PHOENIX, Ariz. — Canadians need to look at how they treat U.S. wheat before they get too high and mighty about U.S. country-of-origin labelling, says U.S. Wheat Associates.
“I would suggest that what Canada is doing with requiring origin labelling of U.S. wheat going into Canada is a very similar situation in reverse,” USW president Alan Tracy said during an interview at the 2015 Commodity Classic.
U.S. wheat delivered to a Canadian grain elevator automatically receives a feed grade or the lowest grade available.
Tracy said that is unfair because a lot of U.S. wheat meets the same end-use quality characteristics as Canadian varieties and in many cases has similar physical characteristics.
“We’d like to see a more open border both ways,” he said.
“At this point, it’s open going south and not very open going north.”
Proposed legislation could address some of the association’s concerns. Bill C-48, which is legislation to modernize the Canada Grain Act, was introduced in the House of Commons Dec. 9.

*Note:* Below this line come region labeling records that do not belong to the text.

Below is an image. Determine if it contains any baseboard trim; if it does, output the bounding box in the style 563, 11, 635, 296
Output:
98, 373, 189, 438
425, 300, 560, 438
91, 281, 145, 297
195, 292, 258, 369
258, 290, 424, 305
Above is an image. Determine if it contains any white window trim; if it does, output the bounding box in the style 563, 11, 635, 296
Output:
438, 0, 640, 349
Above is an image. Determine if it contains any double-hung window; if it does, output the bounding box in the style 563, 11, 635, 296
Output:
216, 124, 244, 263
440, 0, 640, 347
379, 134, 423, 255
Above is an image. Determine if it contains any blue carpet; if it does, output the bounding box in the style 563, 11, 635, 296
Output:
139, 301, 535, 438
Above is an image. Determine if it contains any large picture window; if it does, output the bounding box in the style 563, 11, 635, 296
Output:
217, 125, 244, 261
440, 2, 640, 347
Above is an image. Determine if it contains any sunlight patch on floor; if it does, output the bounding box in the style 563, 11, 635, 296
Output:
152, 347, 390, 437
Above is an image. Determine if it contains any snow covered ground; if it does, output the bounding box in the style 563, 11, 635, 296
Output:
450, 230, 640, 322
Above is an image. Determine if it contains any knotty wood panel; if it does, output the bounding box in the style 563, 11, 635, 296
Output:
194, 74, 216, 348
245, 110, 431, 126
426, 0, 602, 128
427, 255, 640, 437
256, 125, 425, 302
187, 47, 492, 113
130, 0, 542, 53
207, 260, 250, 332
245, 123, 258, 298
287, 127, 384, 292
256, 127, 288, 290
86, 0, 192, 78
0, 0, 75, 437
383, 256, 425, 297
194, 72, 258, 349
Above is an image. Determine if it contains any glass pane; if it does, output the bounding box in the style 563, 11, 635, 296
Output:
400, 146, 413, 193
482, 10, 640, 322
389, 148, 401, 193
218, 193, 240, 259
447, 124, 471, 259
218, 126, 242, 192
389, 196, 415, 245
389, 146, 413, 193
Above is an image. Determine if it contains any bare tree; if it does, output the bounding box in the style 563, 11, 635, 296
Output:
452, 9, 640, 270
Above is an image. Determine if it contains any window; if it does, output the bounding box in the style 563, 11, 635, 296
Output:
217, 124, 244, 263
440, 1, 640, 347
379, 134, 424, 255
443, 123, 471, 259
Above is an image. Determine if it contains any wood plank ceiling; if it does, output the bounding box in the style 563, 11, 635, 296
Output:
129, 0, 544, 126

An amendment in the bill says U.S. grain would be assigned a grade “constituting the highest level of excellence for which the grain is eligible.”
The catch is that only varieties registered for use in Canada would be eligible to receive a grade, and not many of those varieties are grown in the U.S.
It’s why the United States is also pushing for reforms to Canada’s variety registration system, which the Canadian Food Inspection Agency is considering.
Wheat trade will continue to be a one-way street until the desired reforms are in place. Canada exported 2.66 million tonnes to the U.S. in 2014, up from 2.42 million tonnes the previous year and 1.74 million tonnes in 2012.
Tracy said a lot more wheat has headed south in trucks in the past couple of years, which he attributed to Canada’s rail transportation problems.
“It’s a little bit concerning, but I think most people recognize the transportation problems you had in Canada,” he said.
“It’s natural that wheat is going to flow to where it’s worth more.”
Tracy figures it is only a matter of time before prices in the two countries fall into line with one another under the open market.
“We expect over time that you guys are going to sort things out and over time the farmer prices should equalize near the border for similar types of wheat,” he said.
“We’re not ready to call out the troops, shall we say.”